À Aix-les-Bains, les salariés de CLIPSOL interpellent le préfet

Un meilleur accompagnement et une véritable garantie sur l’avenir de l’entreprise. Voilà ce que réclament depuis près d’une semaine les salariés de l’entreprise de solutions solaires. Ils ont profité de la venue du préfet pour se faire entendre.

Par Boris Courret

Reportage. «On espère ouvrir un dialogue avec le groupe sur l’avenir de CLIPSOL», lance Grégory Boch, délégué syndical. Les salariés sont en grève depuis une semaine. Un plan social prévoit de liquider la moitié de leur entreprise, soit 37 salariés. Ils espèrent donc obtenir de meilleures conditions de départ et assurer la pérennité de leur entreprise.
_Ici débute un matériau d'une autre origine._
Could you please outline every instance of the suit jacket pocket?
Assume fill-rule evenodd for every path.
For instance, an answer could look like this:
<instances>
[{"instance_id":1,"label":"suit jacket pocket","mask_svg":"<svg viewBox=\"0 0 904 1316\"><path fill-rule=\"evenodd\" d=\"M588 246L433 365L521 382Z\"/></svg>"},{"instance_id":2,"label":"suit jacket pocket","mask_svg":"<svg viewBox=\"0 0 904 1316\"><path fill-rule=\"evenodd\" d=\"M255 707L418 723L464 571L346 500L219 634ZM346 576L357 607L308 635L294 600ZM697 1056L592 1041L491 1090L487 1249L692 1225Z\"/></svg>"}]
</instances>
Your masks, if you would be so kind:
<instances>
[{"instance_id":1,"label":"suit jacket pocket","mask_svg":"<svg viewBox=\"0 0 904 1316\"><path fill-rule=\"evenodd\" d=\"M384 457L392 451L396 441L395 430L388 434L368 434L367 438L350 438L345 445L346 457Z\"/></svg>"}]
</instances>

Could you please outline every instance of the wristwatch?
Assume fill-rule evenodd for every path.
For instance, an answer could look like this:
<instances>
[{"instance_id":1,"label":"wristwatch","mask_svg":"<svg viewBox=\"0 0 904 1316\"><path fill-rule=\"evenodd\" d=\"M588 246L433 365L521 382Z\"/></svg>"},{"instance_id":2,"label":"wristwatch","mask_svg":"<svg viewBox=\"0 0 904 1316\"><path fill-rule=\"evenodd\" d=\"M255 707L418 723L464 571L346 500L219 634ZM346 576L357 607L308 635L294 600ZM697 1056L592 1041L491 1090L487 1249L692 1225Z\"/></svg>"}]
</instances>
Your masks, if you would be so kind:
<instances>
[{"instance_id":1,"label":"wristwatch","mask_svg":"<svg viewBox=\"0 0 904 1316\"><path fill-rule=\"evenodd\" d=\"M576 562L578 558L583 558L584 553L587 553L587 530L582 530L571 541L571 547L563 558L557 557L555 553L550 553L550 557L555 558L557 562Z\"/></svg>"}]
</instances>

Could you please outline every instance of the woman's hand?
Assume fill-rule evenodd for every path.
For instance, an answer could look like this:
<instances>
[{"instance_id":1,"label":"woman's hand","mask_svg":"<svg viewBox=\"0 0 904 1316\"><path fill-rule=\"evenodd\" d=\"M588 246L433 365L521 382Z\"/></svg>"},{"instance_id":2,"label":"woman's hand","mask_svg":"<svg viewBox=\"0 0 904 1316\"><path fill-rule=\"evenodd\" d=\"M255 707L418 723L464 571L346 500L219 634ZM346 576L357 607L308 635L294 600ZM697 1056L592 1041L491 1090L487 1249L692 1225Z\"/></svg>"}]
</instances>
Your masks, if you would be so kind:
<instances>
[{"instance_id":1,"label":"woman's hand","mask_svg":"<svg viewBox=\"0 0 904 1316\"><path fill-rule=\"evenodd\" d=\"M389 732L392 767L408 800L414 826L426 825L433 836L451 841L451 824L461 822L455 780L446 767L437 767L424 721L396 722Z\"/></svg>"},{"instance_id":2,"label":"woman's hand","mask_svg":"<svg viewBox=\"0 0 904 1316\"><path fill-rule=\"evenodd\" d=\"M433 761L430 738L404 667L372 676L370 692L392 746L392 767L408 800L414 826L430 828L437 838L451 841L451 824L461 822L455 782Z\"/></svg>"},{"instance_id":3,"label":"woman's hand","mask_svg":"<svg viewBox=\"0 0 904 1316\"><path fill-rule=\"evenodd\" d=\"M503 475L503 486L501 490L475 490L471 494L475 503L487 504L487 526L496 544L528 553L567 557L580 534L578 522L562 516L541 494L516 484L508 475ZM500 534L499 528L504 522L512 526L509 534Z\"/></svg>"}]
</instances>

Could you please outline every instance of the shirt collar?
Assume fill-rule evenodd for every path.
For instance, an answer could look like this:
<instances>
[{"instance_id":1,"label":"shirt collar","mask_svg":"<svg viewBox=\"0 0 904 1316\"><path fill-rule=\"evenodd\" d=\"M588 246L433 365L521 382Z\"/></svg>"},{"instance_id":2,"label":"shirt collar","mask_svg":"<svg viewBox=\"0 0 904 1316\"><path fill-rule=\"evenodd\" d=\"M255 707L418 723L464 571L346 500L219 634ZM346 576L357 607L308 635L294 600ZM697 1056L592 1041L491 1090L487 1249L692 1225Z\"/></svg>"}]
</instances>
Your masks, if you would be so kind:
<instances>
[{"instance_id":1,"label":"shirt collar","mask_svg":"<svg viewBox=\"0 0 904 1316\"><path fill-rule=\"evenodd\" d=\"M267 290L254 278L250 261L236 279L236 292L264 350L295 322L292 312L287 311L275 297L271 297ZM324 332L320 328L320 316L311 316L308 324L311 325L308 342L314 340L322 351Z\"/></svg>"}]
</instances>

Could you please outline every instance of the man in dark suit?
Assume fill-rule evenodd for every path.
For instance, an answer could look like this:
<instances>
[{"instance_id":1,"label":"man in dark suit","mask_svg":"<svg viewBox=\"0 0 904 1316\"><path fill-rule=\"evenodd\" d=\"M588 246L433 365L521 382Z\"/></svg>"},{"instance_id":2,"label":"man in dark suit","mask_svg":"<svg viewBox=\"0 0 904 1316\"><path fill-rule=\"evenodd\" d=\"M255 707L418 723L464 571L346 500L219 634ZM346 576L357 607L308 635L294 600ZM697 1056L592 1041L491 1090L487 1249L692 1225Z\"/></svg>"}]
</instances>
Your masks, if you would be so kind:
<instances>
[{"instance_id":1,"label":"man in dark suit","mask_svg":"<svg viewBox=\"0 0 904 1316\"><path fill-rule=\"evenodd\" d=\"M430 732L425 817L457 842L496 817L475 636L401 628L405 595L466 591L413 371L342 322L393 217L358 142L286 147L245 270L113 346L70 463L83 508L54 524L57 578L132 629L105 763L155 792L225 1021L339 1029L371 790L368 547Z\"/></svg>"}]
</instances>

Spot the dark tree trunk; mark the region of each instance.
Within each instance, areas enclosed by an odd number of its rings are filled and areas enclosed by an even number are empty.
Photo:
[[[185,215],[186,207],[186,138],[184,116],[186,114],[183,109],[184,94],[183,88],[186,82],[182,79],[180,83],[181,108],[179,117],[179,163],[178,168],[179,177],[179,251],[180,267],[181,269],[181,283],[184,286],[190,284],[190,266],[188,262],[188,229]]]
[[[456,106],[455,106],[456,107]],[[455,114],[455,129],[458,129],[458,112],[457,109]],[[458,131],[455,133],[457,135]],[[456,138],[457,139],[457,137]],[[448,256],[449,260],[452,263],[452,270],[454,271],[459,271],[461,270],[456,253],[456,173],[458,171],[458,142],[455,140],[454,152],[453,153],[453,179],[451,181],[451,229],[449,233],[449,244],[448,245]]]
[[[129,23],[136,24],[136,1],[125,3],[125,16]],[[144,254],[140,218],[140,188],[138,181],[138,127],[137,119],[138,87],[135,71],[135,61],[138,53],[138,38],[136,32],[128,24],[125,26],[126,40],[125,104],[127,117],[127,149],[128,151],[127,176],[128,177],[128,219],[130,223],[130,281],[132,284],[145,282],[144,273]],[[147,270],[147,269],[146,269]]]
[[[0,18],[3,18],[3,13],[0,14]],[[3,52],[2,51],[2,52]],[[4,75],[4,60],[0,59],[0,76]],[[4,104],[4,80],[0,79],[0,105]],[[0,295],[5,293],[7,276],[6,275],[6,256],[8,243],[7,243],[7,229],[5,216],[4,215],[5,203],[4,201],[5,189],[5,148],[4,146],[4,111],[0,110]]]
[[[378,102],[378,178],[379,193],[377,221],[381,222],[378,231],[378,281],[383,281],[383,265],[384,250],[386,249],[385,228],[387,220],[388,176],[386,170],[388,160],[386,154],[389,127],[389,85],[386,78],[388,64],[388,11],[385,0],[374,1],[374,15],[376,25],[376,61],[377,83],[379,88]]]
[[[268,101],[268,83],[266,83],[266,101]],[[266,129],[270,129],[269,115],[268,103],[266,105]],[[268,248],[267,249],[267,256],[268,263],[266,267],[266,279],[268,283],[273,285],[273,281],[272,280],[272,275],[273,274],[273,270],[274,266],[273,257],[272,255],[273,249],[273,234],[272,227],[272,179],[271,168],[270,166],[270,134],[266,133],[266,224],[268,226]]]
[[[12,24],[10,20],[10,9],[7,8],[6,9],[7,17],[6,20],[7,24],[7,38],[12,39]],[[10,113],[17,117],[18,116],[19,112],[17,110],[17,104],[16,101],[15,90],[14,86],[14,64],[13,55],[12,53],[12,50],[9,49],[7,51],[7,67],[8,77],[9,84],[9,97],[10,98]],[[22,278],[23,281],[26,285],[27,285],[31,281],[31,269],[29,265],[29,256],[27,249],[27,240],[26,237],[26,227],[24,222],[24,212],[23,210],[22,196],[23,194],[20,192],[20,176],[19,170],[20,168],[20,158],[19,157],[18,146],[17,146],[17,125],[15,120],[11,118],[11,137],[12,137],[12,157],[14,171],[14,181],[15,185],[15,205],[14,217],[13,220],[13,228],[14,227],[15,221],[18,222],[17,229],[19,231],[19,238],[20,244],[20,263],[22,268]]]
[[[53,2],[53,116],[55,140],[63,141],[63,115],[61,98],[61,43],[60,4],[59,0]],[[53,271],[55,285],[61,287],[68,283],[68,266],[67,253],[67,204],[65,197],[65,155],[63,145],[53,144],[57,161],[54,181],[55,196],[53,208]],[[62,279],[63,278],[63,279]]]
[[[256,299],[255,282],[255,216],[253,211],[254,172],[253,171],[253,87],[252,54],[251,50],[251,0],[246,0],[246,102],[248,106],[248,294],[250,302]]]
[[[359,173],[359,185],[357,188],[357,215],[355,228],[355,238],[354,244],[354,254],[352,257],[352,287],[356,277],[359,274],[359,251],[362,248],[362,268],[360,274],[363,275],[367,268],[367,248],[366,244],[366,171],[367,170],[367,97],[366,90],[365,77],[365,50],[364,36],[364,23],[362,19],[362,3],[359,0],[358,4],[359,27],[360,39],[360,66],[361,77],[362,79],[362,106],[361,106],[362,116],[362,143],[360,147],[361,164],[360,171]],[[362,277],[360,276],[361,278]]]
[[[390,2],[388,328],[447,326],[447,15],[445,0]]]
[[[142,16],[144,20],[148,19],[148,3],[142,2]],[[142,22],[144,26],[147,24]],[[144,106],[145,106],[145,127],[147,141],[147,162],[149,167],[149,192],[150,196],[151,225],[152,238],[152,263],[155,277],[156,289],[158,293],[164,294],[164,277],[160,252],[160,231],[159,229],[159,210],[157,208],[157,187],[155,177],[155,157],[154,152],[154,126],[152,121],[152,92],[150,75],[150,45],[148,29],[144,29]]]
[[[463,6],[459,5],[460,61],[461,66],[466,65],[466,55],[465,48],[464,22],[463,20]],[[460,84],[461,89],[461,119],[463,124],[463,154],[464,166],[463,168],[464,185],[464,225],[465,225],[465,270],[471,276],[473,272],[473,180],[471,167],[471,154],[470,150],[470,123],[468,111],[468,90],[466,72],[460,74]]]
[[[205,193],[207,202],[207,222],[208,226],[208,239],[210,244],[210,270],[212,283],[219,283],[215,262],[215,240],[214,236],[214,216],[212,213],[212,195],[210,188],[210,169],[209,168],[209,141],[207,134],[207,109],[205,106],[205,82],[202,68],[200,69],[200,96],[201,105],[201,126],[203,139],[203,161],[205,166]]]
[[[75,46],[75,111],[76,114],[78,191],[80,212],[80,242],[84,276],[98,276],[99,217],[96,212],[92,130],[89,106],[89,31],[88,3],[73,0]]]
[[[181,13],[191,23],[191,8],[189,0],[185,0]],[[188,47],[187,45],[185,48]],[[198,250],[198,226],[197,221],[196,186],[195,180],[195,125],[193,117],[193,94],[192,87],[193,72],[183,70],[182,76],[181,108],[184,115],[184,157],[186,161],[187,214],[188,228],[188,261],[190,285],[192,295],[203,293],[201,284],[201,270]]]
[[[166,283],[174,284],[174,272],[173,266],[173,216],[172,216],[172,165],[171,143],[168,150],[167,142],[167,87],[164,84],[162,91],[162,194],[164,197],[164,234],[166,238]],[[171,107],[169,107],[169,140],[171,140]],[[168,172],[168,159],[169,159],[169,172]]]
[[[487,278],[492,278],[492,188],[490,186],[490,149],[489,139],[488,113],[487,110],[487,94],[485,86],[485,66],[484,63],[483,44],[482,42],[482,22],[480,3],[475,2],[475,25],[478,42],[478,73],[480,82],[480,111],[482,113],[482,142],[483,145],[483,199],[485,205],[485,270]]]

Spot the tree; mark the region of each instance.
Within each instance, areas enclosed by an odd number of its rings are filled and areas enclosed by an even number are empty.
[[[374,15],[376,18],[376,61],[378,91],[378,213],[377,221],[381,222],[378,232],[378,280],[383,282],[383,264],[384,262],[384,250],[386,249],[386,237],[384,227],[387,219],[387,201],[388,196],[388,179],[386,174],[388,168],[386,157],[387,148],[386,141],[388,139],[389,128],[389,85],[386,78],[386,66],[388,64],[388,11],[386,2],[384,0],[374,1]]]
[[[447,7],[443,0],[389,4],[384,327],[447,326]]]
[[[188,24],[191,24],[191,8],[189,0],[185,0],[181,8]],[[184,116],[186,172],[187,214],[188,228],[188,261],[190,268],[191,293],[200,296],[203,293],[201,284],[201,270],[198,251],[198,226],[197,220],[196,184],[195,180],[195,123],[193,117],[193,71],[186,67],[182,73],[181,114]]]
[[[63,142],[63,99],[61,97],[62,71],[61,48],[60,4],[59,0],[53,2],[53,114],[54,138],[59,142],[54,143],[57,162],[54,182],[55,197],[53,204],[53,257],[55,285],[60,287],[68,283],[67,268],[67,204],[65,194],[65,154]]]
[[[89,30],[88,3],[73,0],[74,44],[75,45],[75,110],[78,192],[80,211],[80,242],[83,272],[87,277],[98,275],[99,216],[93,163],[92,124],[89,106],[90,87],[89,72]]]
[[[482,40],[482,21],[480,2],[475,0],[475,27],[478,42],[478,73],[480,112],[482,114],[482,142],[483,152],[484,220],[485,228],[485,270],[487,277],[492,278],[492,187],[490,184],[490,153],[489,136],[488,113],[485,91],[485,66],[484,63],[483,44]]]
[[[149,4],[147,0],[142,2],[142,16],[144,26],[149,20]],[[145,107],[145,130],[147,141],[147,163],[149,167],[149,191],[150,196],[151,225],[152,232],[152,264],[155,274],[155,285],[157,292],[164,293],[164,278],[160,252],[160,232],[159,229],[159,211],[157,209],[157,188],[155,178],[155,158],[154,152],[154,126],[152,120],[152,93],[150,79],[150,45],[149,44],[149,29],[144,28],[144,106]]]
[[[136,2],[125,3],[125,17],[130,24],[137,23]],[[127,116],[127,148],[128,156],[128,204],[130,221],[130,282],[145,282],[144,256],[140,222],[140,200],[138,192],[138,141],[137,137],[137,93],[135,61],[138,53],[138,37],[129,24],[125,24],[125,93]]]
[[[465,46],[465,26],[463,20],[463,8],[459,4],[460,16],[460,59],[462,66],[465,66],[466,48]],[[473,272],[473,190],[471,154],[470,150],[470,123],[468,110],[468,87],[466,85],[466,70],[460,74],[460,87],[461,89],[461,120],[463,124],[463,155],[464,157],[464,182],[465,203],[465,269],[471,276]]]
Vendredi 17 juillet, ils ont interpellé Michel Delpuech, préfet de Rhône-Alpes. «Depuis que GDF nous a racheté en 2008, on n'a eu aucun investissement. Le groupe nous a laissé de côté. Nous demandons qu’il nous intègre comme il le fait avec d’autres société, dans les énergies renouvelables», explique Antoine Tapponier, élu du CE de CLIPSOL.

Reportage de Claire Schaffner, Christian Mathieu et Pierre Maillard
Clipsol, lettre ouverte au préfet
Intervenants; Grégory Boch, délégué syndical CFD; Antoine Tapponier, élu du CE de CLIPSOL; Jean-Claude Toucas Président de CLIPSOL


Le pionner n'est plus 

CLIPSOL est un fabricant historique de solutions solaires. Créée en 1979, l’entreprise a connu une montée en puissance rapide, avant de devoir faire face à d’importantes difficultés financières en 2011, la filière solaire accusant le coup de la crise. Selon Jean Toucas, le président de CLIPSOL, GDF-SUEZ aurait déjà injecté 2,7 millions d’euros dans la société en 2014 et plus de trois millions devraient l’être en 2015.